Where a review has been carried out jointly by two authorities following a local connection referral, either authority may notify the applicant of the decision.[37]
Negative decision
If the review decision is a negative one, the authority must inform the applicant in writing of:[38]
its reasons for the decision
their right to appeal to the County Court on a point of law
the time limits for making an appeal
If the decision does not meet these requirements, the proper notification following the review is deemed not to have been given. The time limit for an appeal does not start until proper notification has been given.[39]
There may be some cases where reasons are given but they seem inadequate. In one case, where a reviewing officer upheld a decision that the applicant was intentionally homeless but failed to explain why they agreed with the original decision or why the applicant's justification for her behaviour was rejected. The Court of Appeal quashed the decision.[40]
If the review decision letter is so deficient that the appeal process could not be conducted fairly, a request should be made for further or better reasons. If a satisfactory response is not given then judicial review may be appropriate.[41]
An applicant seeking a judicial review should obtain legal advice. Find out more about legal aid for housing problems on Shelter Legal.
Positive decision
If the applicant's review is successful, the applicant must be notified but the authority does not have to give reasons for its decision.[42]
An applicant might still want to ask the authority for its reasons. For example, where they requested a review of the suitability of a property on more than one ground, it may help them to know the reasons why the review succeeded, especially if they are considering requesting a review of a subsequent offer.

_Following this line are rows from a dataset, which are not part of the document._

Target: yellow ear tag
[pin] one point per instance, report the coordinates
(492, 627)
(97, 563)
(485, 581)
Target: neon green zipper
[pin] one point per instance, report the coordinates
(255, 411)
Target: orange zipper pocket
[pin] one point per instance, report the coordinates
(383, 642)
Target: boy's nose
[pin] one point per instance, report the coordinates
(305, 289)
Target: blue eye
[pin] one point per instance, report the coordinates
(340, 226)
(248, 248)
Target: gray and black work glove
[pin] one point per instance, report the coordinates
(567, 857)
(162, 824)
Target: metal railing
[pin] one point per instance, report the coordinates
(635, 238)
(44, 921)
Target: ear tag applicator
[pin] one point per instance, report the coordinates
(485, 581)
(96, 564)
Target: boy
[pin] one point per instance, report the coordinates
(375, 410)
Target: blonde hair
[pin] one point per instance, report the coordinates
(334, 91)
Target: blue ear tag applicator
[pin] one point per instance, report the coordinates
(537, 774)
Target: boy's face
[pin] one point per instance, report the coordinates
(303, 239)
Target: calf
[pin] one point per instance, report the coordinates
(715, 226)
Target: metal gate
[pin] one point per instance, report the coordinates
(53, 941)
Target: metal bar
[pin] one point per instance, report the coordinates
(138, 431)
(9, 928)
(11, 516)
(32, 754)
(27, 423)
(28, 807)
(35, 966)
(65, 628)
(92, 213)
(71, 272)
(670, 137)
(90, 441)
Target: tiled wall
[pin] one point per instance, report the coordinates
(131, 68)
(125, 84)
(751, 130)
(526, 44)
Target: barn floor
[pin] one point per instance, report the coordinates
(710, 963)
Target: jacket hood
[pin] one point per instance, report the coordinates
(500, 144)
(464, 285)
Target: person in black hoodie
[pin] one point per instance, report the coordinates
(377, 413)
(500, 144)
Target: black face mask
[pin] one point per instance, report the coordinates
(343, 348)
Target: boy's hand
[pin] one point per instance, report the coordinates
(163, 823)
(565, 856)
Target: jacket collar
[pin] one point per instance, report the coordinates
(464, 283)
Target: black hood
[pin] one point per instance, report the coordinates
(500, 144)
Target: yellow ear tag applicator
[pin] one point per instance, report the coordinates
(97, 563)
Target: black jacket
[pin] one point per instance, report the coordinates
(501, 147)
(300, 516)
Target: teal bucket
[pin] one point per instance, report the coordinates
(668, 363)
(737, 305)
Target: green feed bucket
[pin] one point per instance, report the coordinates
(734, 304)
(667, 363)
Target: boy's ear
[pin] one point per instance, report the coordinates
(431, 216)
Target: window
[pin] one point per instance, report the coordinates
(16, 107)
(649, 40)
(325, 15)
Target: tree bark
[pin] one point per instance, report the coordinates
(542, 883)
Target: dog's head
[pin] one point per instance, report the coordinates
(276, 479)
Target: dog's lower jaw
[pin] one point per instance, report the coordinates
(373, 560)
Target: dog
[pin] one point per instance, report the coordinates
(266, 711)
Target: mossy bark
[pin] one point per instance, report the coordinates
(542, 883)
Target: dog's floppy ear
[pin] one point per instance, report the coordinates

Appeals to the County Court
An applicant can appeal to the County Court if they disagree with a review decision or do not receive a review decision within the time limit.
An appeal can only be made on a point of law. For example, if the local authority did not carry out the review correctly or ignored relevant facts.
The person must appeal within 21 days of being notified of the review decision. They should get legal advice from a solicitor.
Find out more about County Court appeals.
Applications made before 3 April 2018
The current Homelessness Code of Guidance was introduced on 3 April 2018 and the references on this page are to this Code. For applications made before this date, the recommendations of the 2006 Code of Guidance should apply.